Pursuant to CPLR § 308(2), service may be effectuated by "delivering the summons within the state to a person of suitable age and discretion at the actual place of business, dwelling place or usual place of abode of the person to be served and by either mailing the summons to the person to be served at his or her last known residence or by mailing the summons by first class mail to the person to be served at his or her actual place of business." CPLR § 308(4) allows for alternative service when, after due diligence, plaintiff cannot make personal service upon defendant. Specifically, pursuant to CPLR § 308(4), service may be made by "affixing the summons to the door of either the actual place of business, dwelling place or usual place of abode within the state of the person to be served." The court has made clear that the documents must be delivered or affixed to the door of the actual place of business or actual dwelling place of defendant— affixing or delivering it to defendant's last known residence does not meet this requirement. See Feinstein v. Bergner, 48 N.Y.2d 234 (1979).

In the present case, plaintiff has failed to demonstrate that proper service was made on Moss. Plaintiff asserts in her opposition papers that service upon Moss was effectuated under CPLR § 308(4).

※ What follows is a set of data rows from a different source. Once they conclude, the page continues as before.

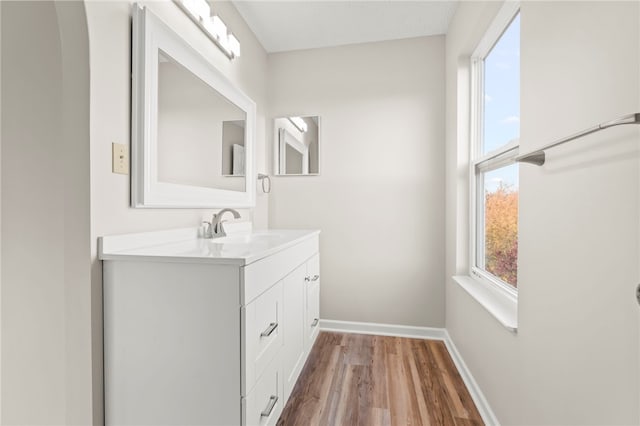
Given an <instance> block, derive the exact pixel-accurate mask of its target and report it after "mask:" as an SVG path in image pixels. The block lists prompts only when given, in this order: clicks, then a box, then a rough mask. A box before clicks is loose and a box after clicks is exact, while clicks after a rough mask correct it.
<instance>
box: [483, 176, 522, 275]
mask: <svg viewBox="0 0 640 426" xmlns="http://www.w3.org/2000/svg"><path fill="white" fill-rule="evenodd" d="M485 268H486V270H487V271H488V272H491V273H492V274H493V275H495V276H497V277H499V278H500V279H502V280H503V281H505V282H507V283H509V284H512V285H513V286H515V287H517V284H518V191H516V190H513V189H512V188H511V187H509V186H507V185H503V184H500V186H499V187H498V188H497V189H496V190H495V191H493V192H488V191H487V192H486V193H485Z"/></svg>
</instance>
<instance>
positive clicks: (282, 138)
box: [273, 116, 320, 176]
mask: <svg viewBox="0 0 640 426" xmlns="http://www.w3.org/2000/svg"><path fill="white" fill-rule="evenodd" d="M273 127H274V146H275V167H274V174H276V175H280V176H283V175H286V176H308V175H312V176H313V175H315V176H317V175H318V174H320V118H319V117H318V116H307V117H302V116H289V117H279V118H276V119H275V120H274V126H273Z"/></svg>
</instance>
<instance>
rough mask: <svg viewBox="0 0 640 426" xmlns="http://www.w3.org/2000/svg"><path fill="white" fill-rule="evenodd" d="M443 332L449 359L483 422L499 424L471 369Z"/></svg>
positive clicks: (454, 344) (456, 349)
mask: <svg viewBox="0 0 640 426" xmlns="http://www.w3.org/2000/svg"><path fill="white" fill-rule="evenodd" d="M444 333H445V335H446V337H445V339H444V344H445V345H446V346H447V350H448V351H449V355H451V359H453V363H454V364H455V365H456V368H457V369H458V373H460V376H461V377H462V381H463V382H464V384H465V385H466V386H467V390H468V391H469V393H470V394H471V398H472V399H473V402H474V403H475V404H476V408H477V409H478V411H479V412H480V416H482V420H483V421H484V424H486V425H489V426H492V425H495V426H499V425H500V422H499V421H498V418H497V417H496V415H495V414H494V412H493V410H492V409H491V406H489V402H488V401H487V399H486V398H485V397H484V394H483V393H482V390H480V386H479V385H478V382H476V381H475V379H474V378H473V375H471V371H469V368H468V367H467V364H465V363H464V360H463V359H462V356H461V355H460V352H458V348H456V345H455V344H454V343H453V340H451V337H450V336H449V333H448V332H447V330H446V329H445V330H444Z"/></svg>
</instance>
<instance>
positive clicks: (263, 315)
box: [242, 281, 282, 395]
mask: <svg viewBox="0 0 640 426" xmlns="http://www.w3.org/2000/svg"><path fill="white" fill-rule="evenodd" d="M242 321H243V324H244V327H243V329H244V331H245V333H244V336H243V339H242V342H243V346H244V351H243V355H244V360H245V362H244V377H243V383H242V395H247V394H248V393H249V392H251V389H252V388H253V387H254V384H255V383H256V380H257V378H258V377H260V376H261V375H262V373H263V372H264V370H265V369H266V367H267V365H268V364H269V363H270V362H271V360H272V359H273V358H274V357H275V356H276V355H277V353H278V351H279V349H280V347H281V346H282V324H281V322H282V282H281V281H280V282H278V283H276V284H275V285H274V286H273V287H271V288H270V289H269V290H267V291H266V292H265V293H263V294H262V295H261V296H260V297H258V298H257V299H255V300H254V301H253V302H251V303H250V304H248V305H247V306H245V307H243V308H242Z"/></svg>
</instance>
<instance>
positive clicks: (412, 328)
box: [320, 320, 447, 340]
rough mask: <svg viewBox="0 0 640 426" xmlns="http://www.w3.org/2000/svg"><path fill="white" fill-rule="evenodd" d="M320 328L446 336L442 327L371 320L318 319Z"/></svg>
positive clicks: (322, 328)
mask: <svg viewBox="0 0 640 426" xmlns="http://www.w3.org/2000/svg"><path fill="white" fill-rule="evenodd" d="M320 330H324V331H336V332H339V333H359V334H375V335H378V336H398V337H413V338H417V339H433V340H444V339H446V338H447V335H446V331H445V329H444V328H430V327H414V326H410V325H395V324H377V323H373V322H354V321H336V320H320Z"/></svg>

To support this contention, plaintiff presents the affidavit of Samara Kane, wherein Ms. Kane attests that on April 2, 2013, she delivered a copy of the summons and first amended complaint to "Jane Smith" at 244 5th Avenue, Box 200, New York, New York 10001, which said address is identified as Moss's "actual place of mailing." As an initial matter, this i affidavit of service is deficient on its face. Both CPLR § 308(2) and § 308(4), require that service be made at the defendant's actual place of business or dwelling place, not at his or her place of "mailing." Accordingly, leaving a copy of the summons and complaint at someone's actual place of "mailing" is insufficient as a matter of law to effectuate proper service. Moreover, it is not clear from the record what connection the address 244 5th Avenue has with defendant Moss as he attests that his last known residence in New York was at 338 East 120thStreet and plaintiff offers absolutely no explanation to identify why service was attempted on Moss at this address. Additionally, plaintiff offers absolutely no evidence to refute Moss's sworn statement, which is supported by his passport, that he has not resided in New York since March 4, 2011. Therefore, on the record before this court, service at any address in New York would be improper as defendant Moss no longer has an actual place of business, dwelling place or usual i place of abode within the State of New York. Accordingly, as plaintiff has failed to demonstrate proper service on Moss, Moss's motion to dismiss is granted on the ground that this court lacks jurisdiction over him. '

However, the remainder of Moss's motion requesting sanctions against plaintiff on the ground that this action is frivolous is denied. It is simply not clear on the record before this court that this action is frivolous, such that sanctions would be warranted.

Based on the foregoing, Moss's motion is granted to the extent that this action is hereby dismissed as to him. This constitutes the decision and order of the court.